Bird Nerd. I have been and bird lover and artist since my childhood in Oakland, CA. I stomped through poison oak looking for hawks and owls and I watched vultures sunning their gothic wings in the morning sunlight in our backyard. I drew them.
In 2005, after twenty years of figurative/portrait work, I circled back to my first love… birds. Bird paintings, collages and installations resulted from research and drawing of bird skins (stuffed birds) at the Cal Academy of Sciences, the MVZ at UC Berkeley, and the AMNH in New York.

When not in the studio I delight in exploring and birding in the field: Mexico, Ecuador, the Philippines, Borneo, Indonesia, Madagascar and Ghana. After visiting the Philippines in 2009 I co-founded an organization: Jeepney Projects Worldwide http://www.jeepneyprojects.org We partner with small local conservation groups to raise awareness and money for specific projects. We have one project just beginning in Ghana, and two continuing projects in Mexico. Our long term project is based in the Philippines to help the critically endangered Philippine Eagle.
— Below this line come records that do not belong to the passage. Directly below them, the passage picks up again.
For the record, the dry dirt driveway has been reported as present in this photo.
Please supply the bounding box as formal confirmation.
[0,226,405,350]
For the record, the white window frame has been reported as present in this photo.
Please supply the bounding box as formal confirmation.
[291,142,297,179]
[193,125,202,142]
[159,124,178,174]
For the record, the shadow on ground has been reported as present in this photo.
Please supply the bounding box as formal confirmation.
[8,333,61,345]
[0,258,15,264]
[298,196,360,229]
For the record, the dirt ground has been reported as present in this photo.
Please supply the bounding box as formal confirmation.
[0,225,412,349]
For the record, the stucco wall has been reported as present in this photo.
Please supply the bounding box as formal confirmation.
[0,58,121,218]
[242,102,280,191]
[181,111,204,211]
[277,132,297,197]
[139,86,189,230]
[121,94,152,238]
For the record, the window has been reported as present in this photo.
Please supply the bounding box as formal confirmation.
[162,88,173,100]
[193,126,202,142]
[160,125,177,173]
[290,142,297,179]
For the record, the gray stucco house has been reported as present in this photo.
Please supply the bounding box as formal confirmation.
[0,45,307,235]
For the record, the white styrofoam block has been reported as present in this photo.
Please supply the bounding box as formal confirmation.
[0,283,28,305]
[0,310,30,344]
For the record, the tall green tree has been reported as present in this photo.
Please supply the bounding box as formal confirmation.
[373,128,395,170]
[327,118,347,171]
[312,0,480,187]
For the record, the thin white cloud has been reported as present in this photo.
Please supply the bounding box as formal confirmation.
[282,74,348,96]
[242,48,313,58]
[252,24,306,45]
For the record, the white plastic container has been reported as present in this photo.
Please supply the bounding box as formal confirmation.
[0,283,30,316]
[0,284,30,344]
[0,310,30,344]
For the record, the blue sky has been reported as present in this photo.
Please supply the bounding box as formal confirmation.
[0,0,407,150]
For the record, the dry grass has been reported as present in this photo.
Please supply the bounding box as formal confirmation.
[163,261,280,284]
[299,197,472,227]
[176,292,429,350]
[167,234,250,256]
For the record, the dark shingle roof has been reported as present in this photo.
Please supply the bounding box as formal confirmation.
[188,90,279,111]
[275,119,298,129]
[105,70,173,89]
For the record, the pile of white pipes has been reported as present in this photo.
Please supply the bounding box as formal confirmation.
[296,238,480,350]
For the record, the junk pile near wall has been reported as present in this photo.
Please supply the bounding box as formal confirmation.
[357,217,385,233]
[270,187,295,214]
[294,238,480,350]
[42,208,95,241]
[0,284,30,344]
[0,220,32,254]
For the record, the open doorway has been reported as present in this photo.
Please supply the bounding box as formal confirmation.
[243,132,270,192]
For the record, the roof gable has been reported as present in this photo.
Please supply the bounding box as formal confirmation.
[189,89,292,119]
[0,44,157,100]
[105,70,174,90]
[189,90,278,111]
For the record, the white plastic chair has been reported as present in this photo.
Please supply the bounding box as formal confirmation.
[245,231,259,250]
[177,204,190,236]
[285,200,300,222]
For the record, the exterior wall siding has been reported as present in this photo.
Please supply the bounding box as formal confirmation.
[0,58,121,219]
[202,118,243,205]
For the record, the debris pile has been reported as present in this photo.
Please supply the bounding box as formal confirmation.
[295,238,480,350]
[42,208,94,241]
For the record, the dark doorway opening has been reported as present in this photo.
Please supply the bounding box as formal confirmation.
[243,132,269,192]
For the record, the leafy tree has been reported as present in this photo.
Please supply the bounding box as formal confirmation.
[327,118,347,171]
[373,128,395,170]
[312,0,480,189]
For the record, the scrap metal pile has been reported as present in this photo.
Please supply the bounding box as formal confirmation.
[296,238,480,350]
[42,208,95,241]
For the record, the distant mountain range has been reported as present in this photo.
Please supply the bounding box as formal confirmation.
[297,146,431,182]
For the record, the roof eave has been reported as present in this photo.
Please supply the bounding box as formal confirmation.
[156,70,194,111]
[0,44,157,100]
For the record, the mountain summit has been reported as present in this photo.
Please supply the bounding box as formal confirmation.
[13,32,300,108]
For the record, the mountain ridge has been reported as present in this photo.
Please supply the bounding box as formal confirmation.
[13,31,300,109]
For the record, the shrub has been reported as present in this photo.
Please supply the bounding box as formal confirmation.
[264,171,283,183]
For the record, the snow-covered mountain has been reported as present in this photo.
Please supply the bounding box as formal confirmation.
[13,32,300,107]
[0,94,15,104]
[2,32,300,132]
David Tomb his work has been published in the New Yorker, Harpers and the New York Times. I have exhibited widely in the US and most recently at the Palo Alto Art Center as part of the Creative Ecology art residency in spring, 2016. Public collections include: Achenbach Foundation for the Graphic Arts, Fine Arts Museums of San Francisco, CA, the Oakland Museum of California, Oakland, CA, the Huntington Library Art Collections, San Marino, CA, the Crocker Art Museum, Sacramento, CA, The California Public Utilities Commission, The Museum of Vertebrate Zoology, UC Berkeley, Embassy of the United States, Manila, Philippines, Art Collection of the Consulate General of the United States, Ciudad Juarez, Mexico, Art Collection of the Consulate General of the United States,Tijuana, Mexico.